Помню плачущий голос Кустодиева, когда Репин замазал у нас на глазах одну из передних фигур своей «Вольницы»:

— Что вы делаете, Илья Ефимович?.. Ведь как чудесно была она вылеплена!

— Терпеть не могу виртуозничать, — сказал Репин не то сердито, не то виновато, затягивая всю картину драпировкой, и потом, когда мы шагали по куоккальским лужам до станции, Кустодиев с горестью рассказывал мне о нескольких подобных же случаях.

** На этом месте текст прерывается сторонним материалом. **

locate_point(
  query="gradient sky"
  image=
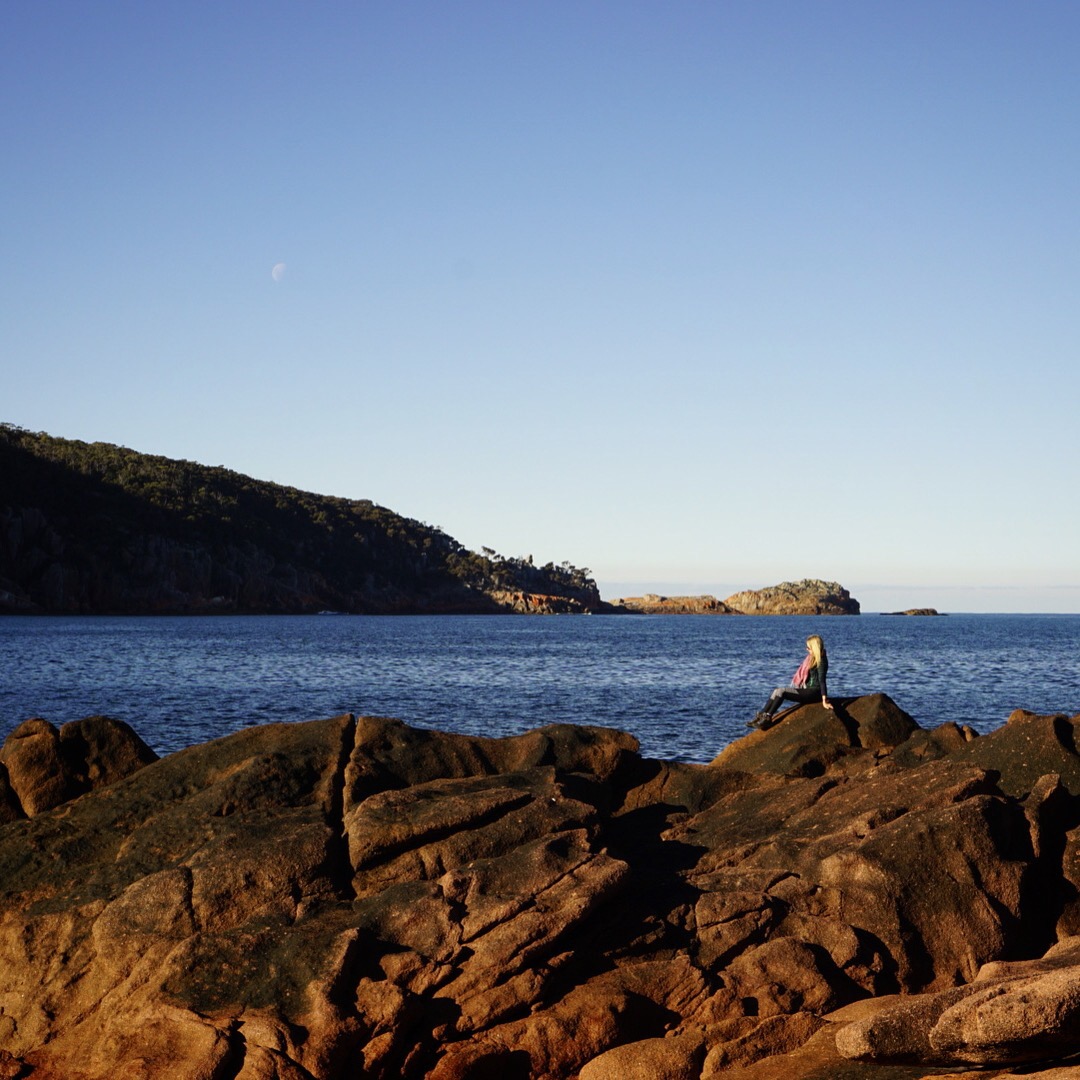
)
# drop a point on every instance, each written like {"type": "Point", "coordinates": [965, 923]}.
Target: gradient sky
{"type": "Point", "coordinates": [701, 296]}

Еще в молодости Репин с презрением писал Стасову о «затхлых рутинерах», которые ценят великих мастеров только за их виртуозность. «О! Близорукие! — восклицал он в письме. — Они не знают, что виртуозность кисти есть верный признак манериста и ограниченной посредственности… Виртуозность кисти!.. Я просто презираю эту способность и бьюсь если, то уже, конечно, над другими, более важными вещами… Я всегда недоволен, всегда меняю и чаще всего уничтожаю эту вздорную виртуозность кисти, сгоряча нахватанные эффекты и тому подобные неважные вещи, вредящие общему впечатлению».[245]

«Мастерство такое, что не видать мастерства!» — похвалил одну из репинских картин Лев Толстой, и только такое мастерство было задачей Репина в течение всей его творческой жизни. Мой портрет он написал вначале на фоне золотисто-желтого шелка, и, помню, художники, в том числе некий бельгийский живописец, посетивший в ту пору «Пенаты», восхищались этим шелком чрезвычайно. Бельгиец говорил, что во всей Европе не знает он мастера, который мог бы написать такой шелк.

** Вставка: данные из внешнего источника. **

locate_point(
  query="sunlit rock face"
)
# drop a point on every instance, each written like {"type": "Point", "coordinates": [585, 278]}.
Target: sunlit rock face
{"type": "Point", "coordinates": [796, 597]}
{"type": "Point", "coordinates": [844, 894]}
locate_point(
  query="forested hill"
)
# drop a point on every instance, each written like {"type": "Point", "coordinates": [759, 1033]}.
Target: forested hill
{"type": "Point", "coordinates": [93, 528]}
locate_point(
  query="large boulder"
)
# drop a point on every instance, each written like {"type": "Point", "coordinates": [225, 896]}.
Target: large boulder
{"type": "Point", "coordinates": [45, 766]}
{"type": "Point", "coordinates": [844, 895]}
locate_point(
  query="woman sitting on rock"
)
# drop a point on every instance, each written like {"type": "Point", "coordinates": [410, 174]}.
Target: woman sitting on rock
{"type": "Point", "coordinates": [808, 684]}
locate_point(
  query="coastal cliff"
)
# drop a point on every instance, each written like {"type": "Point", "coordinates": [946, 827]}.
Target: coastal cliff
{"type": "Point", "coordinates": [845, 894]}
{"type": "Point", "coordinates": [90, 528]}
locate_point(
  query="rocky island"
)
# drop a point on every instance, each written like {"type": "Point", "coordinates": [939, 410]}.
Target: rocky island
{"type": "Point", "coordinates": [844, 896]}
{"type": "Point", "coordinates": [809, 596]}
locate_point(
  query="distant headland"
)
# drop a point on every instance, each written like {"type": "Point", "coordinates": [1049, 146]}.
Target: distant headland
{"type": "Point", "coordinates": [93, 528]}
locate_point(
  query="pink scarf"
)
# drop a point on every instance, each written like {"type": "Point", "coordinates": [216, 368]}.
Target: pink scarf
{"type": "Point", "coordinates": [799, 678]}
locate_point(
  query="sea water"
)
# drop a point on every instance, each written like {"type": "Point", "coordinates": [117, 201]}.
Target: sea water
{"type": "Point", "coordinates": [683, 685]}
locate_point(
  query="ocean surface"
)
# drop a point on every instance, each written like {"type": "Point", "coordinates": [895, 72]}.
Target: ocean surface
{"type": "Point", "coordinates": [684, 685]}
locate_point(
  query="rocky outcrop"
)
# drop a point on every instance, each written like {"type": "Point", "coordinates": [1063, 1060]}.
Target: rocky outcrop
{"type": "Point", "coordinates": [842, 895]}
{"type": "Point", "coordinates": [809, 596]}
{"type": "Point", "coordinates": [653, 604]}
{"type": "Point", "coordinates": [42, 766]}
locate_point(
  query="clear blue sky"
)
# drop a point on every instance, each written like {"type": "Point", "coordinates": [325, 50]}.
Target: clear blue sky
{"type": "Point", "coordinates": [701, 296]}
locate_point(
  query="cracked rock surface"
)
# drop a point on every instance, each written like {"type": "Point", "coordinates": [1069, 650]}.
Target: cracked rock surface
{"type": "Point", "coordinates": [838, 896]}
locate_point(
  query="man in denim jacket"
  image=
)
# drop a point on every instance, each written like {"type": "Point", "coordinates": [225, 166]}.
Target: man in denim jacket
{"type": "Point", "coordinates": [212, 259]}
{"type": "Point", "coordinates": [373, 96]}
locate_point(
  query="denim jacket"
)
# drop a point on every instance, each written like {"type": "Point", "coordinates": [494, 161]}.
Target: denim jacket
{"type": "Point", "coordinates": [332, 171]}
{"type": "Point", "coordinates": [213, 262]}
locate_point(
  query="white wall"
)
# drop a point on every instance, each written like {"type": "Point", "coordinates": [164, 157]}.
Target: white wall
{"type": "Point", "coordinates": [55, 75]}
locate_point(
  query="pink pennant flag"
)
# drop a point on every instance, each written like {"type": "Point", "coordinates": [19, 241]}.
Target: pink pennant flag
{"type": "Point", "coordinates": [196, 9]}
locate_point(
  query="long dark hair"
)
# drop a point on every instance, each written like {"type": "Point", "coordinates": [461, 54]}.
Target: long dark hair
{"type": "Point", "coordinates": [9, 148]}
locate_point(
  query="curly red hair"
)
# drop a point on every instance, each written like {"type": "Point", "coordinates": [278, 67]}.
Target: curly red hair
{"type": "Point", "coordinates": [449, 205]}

— Это подлинный Ван-Дейк, — повторял он.

Но когда через несколько дней я пришел в мастерскую Репина вновь позировать для этого портрета, от Ван-Дейка ничего не осталось.

— Я попритушил этот шелк, — сказал Репин, — потому что к вашему характеру он не подходит. Характер у вас не шелковый.

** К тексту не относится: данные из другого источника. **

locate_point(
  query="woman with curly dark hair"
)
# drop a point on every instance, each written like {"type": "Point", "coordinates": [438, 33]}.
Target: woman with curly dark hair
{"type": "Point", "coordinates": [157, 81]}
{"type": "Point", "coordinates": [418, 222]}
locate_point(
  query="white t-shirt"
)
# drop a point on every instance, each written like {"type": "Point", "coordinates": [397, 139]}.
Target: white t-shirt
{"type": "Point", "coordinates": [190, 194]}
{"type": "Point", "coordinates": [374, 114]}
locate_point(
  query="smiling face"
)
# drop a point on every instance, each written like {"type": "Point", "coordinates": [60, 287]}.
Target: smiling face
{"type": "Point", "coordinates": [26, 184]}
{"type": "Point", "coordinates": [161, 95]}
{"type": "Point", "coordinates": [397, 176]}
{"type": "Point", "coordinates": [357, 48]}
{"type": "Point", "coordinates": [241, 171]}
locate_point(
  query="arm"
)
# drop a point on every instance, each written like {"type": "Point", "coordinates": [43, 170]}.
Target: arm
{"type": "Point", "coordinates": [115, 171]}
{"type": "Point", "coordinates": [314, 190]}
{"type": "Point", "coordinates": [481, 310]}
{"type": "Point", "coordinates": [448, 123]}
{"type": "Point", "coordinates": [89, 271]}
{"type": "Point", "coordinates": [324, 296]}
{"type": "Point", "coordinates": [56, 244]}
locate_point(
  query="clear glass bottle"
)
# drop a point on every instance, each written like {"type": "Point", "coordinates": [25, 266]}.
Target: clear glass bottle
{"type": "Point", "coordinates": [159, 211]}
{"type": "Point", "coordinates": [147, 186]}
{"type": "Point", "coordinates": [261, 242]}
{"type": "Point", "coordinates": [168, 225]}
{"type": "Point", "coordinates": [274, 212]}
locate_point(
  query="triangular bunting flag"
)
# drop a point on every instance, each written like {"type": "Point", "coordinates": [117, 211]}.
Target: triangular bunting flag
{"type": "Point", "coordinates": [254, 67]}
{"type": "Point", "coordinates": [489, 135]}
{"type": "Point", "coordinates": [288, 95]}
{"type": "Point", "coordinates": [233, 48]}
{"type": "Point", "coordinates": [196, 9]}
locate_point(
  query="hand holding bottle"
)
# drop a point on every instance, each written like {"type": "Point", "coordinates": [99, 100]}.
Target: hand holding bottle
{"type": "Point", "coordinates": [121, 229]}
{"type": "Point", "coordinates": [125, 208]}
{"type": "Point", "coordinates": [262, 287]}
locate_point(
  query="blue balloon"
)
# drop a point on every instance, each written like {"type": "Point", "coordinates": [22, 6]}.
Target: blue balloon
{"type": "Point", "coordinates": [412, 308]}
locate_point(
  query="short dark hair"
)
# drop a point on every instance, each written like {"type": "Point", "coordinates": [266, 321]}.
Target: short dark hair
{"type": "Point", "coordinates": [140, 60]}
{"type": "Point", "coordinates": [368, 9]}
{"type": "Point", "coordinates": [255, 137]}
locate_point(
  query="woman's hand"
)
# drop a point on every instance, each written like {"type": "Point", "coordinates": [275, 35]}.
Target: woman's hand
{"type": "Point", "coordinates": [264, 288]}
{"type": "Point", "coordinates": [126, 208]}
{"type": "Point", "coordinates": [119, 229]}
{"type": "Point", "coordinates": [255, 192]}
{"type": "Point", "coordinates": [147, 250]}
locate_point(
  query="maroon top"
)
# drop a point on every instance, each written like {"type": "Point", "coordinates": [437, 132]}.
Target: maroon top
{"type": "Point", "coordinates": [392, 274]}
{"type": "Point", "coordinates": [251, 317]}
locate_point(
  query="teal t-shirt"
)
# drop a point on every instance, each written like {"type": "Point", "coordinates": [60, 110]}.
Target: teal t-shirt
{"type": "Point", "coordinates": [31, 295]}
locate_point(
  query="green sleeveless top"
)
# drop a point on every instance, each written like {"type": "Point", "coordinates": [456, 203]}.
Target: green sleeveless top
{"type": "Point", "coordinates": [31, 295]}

О своем реализме Репин в книге выражался так:

«Будучи реалистом по своей простой природе, я обожал натуру до рабства…»[246]

И в другом месте снова подчеркивал, что его сугубый реализм составляет в нем, так сказать, «наследственность простонародности», отмечая тем самым демократическую сущность своего реализма. Этот «простонародный», беспощадно правдивый реализм был до такой степени свойствен ему, что проявлялся в нем даже вопреки его Первоначальным намерениям. Его кисть была правдивее его самого. Он сам в своей книге рассказывает, что, когда он задумал написать портрет Ге, он хотел придать ему черты той юношеской страстной восторженности, которая уже не была свойственна этому человеку в то время. Но кисть отказалась льстить и изобразила, к огорчению Репина, суровую, неподслащенную правду.

«…Я задался целью передать на полотно прежнего, восторженного Ге, но теперь это было почти невозможно… Чем больше я работал, тем ближе подходил к оригиналу… передо мною сидел мрачный, разочарованный, разбитый нравственно пессимист».[247]

Он хотел изменить своему реализму, сфальшивить, прикрасить действительность, но для него это всегда было равносильно измене искусству.

Мне не раз приходилось наблюдать, как этот органический реализм шел наперекор сознательным намерениям Репина.

Был у Репина сосед, инженер, и была у этого инженера жена, особа замечательно пошлая. Она часто бывала в «Пенатах» и оказывала Репину, его дочери и Наталье Борисовне Нордман много добрососедских услуг, так что Репин чувствовал себя чрезвычайно обязанным ей и решил из благодарности написать ее акварельный портрет. И вот она сидит в его стеклянной пристройке, он пишет ее и при этом несколько раз повторяет, какие у него к ней горячие чувства и какая она сердечная, добрая, а на картине между тем получается мелкая, самодовольная хищница, тускло-хитроватая мещанка. Я указал ему на это обстоятельство, и он страшно на меня рассердился, повторяя, что это «ангельски добрая, прекрасная личность» и что я вношу в его портрет этой женщины свою собственную ненависть к ней. Но когда «ангельски добрая личность» сама увидала портрет, она обиделась чуть не до слез.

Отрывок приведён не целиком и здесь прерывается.